Tables

Turn the numbers from the computer printout into tables

Except for the correlation matrix that is part of the reliability analysis, you will be required to make new tables, rather than simply xeroxing the output you get from the computer. This is to indicate to me that you KNOW what numbers you are looking at to answer the various questions in the report. It would be useful to bring "blank" tables for your variables set up like those in the example to class on the date indicated, so that you can copy your data into them. Tables should be numbered sequentially so you can refer to them in your report, should have titles, and should include labels for the variables so that a person can understand what the numbers in the table are without having to read the rest of your paper. BE SURE TO DOUBLE- AND TRIPLE-CHECK YOUR COPYING OF NUMBERS FROM THE PRINTOUT INTO THE TABLES after the class.

Inspect Your Data

Frequency distributions. There are several useful things to inspect the frequencies for.
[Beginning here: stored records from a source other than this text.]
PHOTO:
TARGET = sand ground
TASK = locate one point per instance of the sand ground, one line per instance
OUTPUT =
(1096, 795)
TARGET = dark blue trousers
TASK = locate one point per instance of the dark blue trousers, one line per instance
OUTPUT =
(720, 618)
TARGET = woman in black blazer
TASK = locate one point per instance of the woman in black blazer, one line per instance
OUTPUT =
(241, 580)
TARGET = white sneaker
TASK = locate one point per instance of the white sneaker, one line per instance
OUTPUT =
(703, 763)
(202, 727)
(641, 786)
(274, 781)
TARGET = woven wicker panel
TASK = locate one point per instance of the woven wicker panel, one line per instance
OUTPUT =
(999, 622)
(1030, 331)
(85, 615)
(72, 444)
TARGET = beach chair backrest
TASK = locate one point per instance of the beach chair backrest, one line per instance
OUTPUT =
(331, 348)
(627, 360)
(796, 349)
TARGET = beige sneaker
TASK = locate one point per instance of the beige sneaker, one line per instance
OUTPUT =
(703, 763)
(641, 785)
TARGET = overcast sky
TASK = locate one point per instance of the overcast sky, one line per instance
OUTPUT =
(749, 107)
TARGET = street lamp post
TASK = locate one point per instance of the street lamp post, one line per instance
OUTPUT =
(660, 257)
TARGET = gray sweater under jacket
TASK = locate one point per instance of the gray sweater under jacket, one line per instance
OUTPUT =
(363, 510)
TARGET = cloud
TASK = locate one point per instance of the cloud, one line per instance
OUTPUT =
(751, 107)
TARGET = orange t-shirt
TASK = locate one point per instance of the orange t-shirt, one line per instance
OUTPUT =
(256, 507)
Problems of low variability. If 80% or more of the respondents chose one answer for an item, the variability of that variable is so low that statistical results with it are extremely problematic given small samples sizes. Results from such variables cannot be trusted, and they are often simply discarded.
Lesser problems of low variability, where 60% or more of the cases choose one response, or where 80% or more of the cases are in two adjacent responses (of a variable with more than three responses). These may just indicate a skew in the population, but might also indicate a biased sample or a biased question.
Comparisons across the different questions measuring the dependent variable, to see which items elicit the most favorable responses, and which the least favorable.
Information about the distribution of attitudes in the population. Because your samples are non-random, you have to interpret these results very cautiously, but it is still interesting to find out what people said.
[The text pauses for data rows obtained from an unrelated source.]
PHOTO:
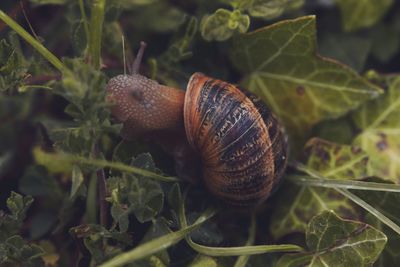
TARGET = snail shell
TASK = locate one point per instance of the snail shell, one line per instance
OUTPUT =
(241, 144)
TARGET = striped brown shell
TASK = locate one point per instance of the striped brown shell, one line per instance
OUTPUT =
(242, 146)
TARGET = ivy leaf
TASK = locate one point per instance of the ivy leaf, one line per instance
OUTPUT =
(336, 161)
(270, 9)
(101, 243)
(10, 223)
(13, 66)
(337, 242)
(302, 203)
(223, 24)
(387, 203)
(380, 125)
(135, 194)
(358, 14)
(281, 65)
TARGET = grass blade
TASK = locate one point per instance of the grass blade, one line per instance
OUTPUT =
(385, 220)
(50, 57)
(155, 245)
(345, 184)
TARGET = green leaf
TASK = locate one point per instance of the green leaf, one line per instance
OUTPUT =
(301, 203)
(336, 242)
(13, 67)
(203, 261)
(48, 2)
(358, 14)
(77, 181)
(352, 51)
(387, 203)
(223, 24)
(155, 245)
(101, 243)
(281, 65)
(269, 9)
(380, 125)
(16, 250)
(336, 161)
(135, 194)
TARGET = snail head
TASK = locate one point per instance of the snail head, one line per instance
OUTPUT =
(144, 105)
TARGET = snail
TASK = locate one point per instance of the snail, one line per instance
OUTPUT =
(242, 146)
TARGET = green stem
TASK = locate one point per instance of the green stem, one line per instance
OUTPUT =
(96, 28)
(242, 260)
(232, 251)
(91, 200)
(85, 20)
(320, 181)
(155, 245)
(33, 42)
(385, 220)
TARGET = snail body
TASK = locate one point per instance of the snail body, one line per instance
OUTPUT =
(242, 147)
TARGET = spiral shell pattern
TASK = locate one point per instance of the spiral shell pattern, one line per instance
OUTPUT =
(242, 146)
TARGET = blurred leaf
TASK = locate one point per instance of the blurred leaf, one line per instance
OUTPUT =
(13, 67)
(301, 203)
(165, 17)
(338, 130)
(135, 194)
(380, 125)
(11, 223)
(37, 182)
(336, 242)
(223, 24)
(101, 243)
(281, 66)
(48, 2)
(84, 89)
(353, 50)
(269, 9)
(385, 38)
(179, 49)
(333, 161)
(336, 161)
(16, 250)
(203, 261)
(387, 203)
(357, 14)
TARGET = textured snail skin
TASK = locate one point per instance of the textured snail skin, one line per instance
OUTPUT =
(242, 147)
(143, 105)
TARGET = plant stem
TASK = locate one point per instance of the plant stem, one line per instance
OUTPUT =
(385, 220)
(33, 42)
(155, 245)
(96, 28)
(345, 184)
(91, 200)
(102, 190)
(85, 21)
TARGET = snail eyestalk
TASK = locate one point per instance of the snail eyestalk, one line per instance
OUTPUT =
(138, 60)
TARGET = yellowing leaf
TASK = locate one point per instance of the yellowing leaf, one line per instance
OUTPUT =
(380, 136)
(336, 161)
(281, 65)
(357, 14)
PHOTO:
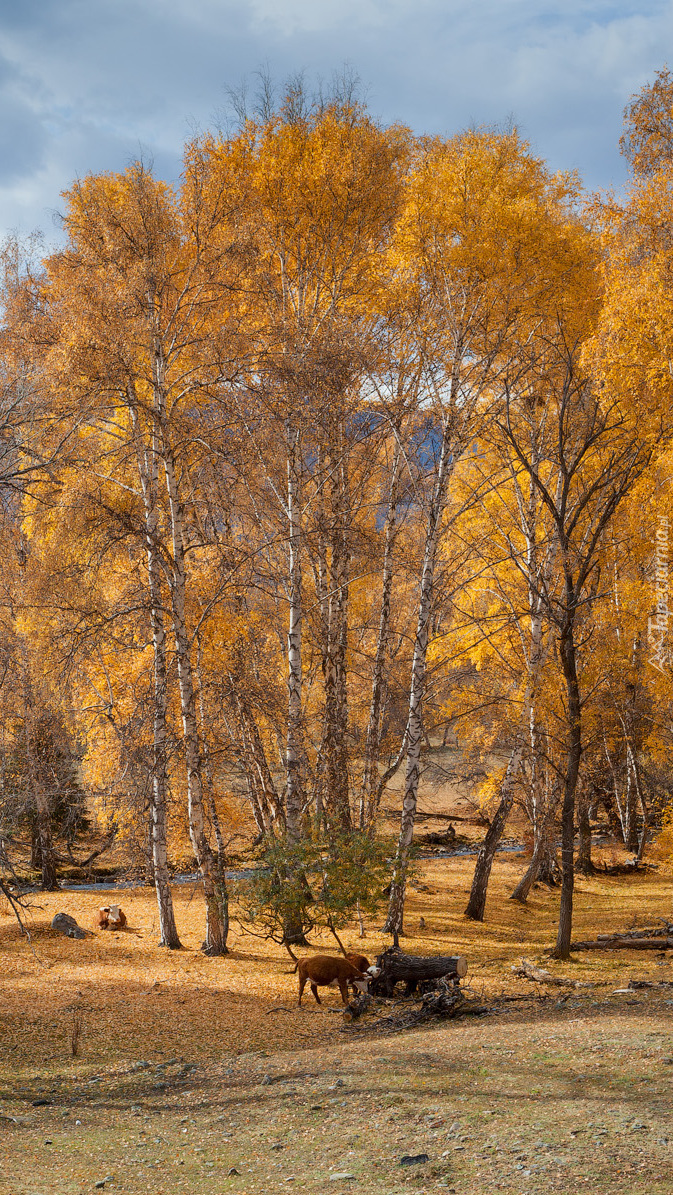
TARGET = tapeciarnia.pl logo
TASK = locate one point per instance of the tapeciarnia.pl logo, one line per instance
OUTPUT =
(658, 623)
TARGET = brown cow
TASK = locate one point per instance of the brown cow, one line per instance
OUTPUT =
(110, 917)
(324, 969)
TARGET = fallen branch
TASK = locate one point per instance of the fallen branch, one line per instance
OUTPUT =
(624, 942)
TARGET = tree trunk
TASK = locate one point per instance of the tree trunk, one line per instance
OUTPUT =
(294, 798)
(583, 863)
(542, 866)
(569, 663)
(477, 902)
(335, 650)
(42, 808)
(215, 898)
(293, 930)
(369, 789)
(147, 464)
(395, 918)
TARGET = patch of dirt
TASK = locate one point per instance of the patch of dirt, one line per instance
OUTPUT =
(566, 1094)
Reliability analysis and correlations among the questions measuring the dependent variable. Ideally, the reliability analysis should show all of the corrected item-total correlations (the correlation of each item with the sum of all the other items) to be moderately high and positive (better than .4 or .5). and the coefficient alphas to be over .7. Also, for each item, the output should state that removing the item would lead to a lower alpha. If all of these things are true, your items are all good.
If you don't have the ideal, there are several possible patterns to check for in the correlation matrix itself:

One or two questions show low negative correlations and small positive ones with the other items; these questions have a low item-total correlation and an indication that alpha will go UP if they are removed. This probably means those questions are "bad" and the others are OK. You discard the bad questions and get a revised index using only the good ones.
There are subsets of questions that have moderate or strong positive correlations with each other but negative or weak correlations with the others. This means the questions seem to be tapping more than one conceptual variable. You try to see which set most captures what you had in mind and use those for your index. Occasionally, you decide that both sets are interesting, and create two indices, one for each.
There are a lot of strong negative correlations for one or two variables, and their item-total correlations are strongly negative. This usually means that you have forgotten to "reverse score" a question, or that subjects read the opposite meaning into a question than you intended. SEE ME.
Most correlations in the table are close to zero, and negative ones are scattered across different questions, alphas and item-total correlations are low. This means that none of the items are properly related to any of the others, that there really is no single concept that your questions measure. This is the worst situation to be in, but it is rare. Most often, this turns out to be due to mistakes in coding the data, usually when partners code their data separately and turn out to be doing it differently. If you have data like this and you have checked for and ruled out coding errors, you definitely need to see me.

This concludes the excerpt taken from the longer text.